La iluminación del estudio es brillante. Hubo un completo silencio en la audiencia. Entonces la mujer sentada en el sofá del medio empezó a llorar. Está crudo. Es muy complicado. El anfitrión no se detiene. Van más allá y hacen preguntas íntimas que hacen que los invitados se pregunten si se dan cuenta de lo vulnerables que son. Puede que te sientas avergonzado, pero no puedes apartar la mirada. Estás enganchado.
Detrás de escena, los productores chocan sus manos. Acaban de tener su momento. ¿Esa tensión única e incómoda? Es la fuerza impulsora detrás del programa de entrevistas.
En esencia, un programa de entrevistas es simple. Este es un programa de televisión basado en entrevistas. Hay un anfitrión, a veces un panel. Hay relojes estrictos corriendo. El formato estándar tiene una duración de una hora. Esto equivale a unos 42 minutos de contenido real sin anuncios. La mayoría de estas actuaciones se graban frente a una audiencia de estudio en vivo, pero rara vez se transmiten en tiempo real. Se filman en tandas, se editan y se incluyen en la programación semanas o meses después.
Esta no es una idea nueva. En la década de 1920, la gente se reunía alrededor de radios del tamaño de un mueble y escuchaba versiones en audio de lo que ahora llamamos programas de entrevistas. Pero ¿qué pasa con los formatos de televisión modernos? Este fue un invento en la década de 1960.
Cómo Phil Donahue cambió el formato
Antes de la década de 1960, los programas de entrevistas televisivos eran aburridos. formal. aburrido. Y luego está Phil Donahue.
Donahue lucha. Su programa, grabado en Dayton, Ohio, no logró atraer a celebridades de renombre.

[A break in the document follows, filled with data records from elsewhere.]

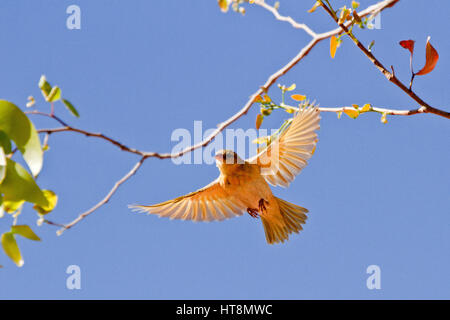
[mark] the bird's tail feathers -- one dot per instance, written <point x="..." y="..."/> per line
<point x="293" y="218"/>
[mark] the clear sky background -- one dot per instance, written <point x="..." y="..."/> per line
<point x="137" y="70"/>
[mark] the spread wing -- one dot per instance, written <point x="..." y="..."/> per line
<point x="212" y="202"/>
<point x="285" y="157"/>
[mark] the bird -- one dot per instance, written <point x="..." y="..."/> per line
<point x="243" y="185"/>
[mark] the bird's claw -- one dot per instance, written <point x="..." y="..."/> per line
<point x="262" y="205"/>
<point x="252" y="212"/>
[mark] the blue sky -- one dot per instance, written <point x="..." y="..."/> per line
<point x="137" y="70"/>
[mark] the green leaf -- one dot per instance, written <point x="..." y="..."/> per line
<point x="5" y="142"/>
<point x="52" y="200"/>
<point x="54" y="95"/>
<point x="16" y="125"/>
<point x="71" y="108"/>
<point x="11" y="248"/>
<point x="44" y="86"/>
<point x="25" y="231"/>
<point x="2" y="164"/>
<point x="20" y="185"/>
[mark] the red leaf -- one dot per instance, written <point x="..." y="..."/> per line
<point x="431" y="57"/>
<point x="408" y="44"/>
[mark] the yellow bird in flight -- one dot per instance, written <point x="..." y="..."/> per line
<point x="243" y="185"/>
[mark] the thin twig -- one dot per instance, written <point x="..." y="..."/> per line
<point x="389" y="75"/>
<point x="379" y="110"/>
<point x="105" y="199"/>
<point x="316" y="38"/>
<point x="295" y="24"/>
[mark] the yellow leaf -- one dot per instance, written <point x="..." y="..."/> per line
<point x="259" y="119"/>
<point x="223" y="4"/>
<point x="52" y="200"/>
<point x="298" y="97"/>
<point x="315" y="6"/>
<point x="12" y="206"/>
<point x="333" y="46"/>
<point x="352" y="113"/>
<point x="291" y="87"/>
<point x="344" y="14"/>
<point x="366" y="107"/>
<point x="258" y="99"/>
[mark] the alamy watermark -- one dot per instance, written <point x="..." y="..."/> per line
<point x="374" y="280"/>
<point x="73" y="281"/>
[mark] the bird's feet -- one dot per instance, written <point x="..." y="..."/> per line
<point x="262" y="205"/>
<point x="252" y="212"/>
<point x="261" y="208"/>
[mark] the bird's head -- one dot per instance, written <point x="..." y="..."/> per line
<point x="227" y="159"/>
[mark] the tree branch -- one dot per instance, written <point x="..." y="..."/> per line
<point x="379" y="110"/>
<point x="105" y="199"/>
<point x="389" y="75"/>
<point x="316" y="38"/>
<point x="295" y="24"/>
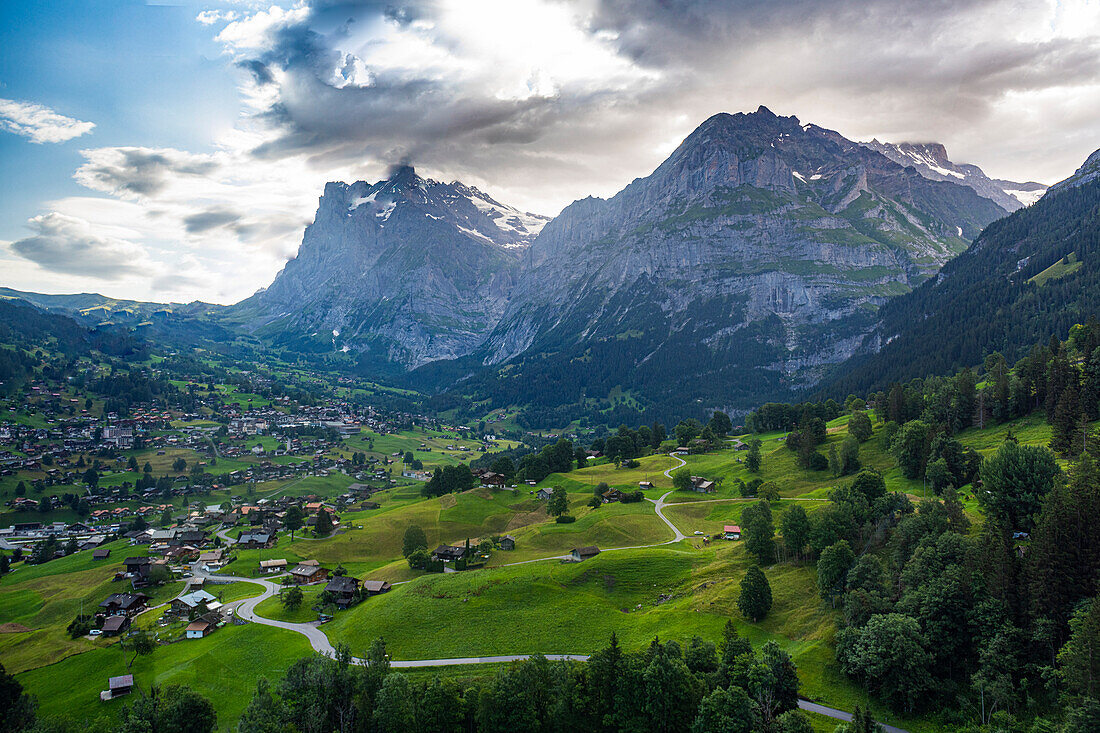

Entonces tomó medidas desesperadas. Agarró el micrófono y se volvió para mirar. Les preguntó a ellos su opinión sobre invitados o eventos actuales.
Funcionó. A los espectadores les encantó ser los protagonistas durante unos minutos. A los espectadores en casa les encantó la autenticidad.
El episodio piloto se emitió en noviembre de 1967 como “Conversation Corner”, más tarde rebautizado como “Phil Donahue”. La forma que estableció no ha cambiado mucho. Utilice material o invitados controvertidos para generar un debate similar al de un servicio público.
Temas y estilos de programas de entrevistas modernos.
Hoy, el mismo ADN se ha conservado intacto. Está en todas partes. Los temas abarcaron desde simples entrevistas hasta escándalos de celebridades, dificultades financieras, amenazas a la salud pública, abuso sexual, derechos humanos y causas sociales.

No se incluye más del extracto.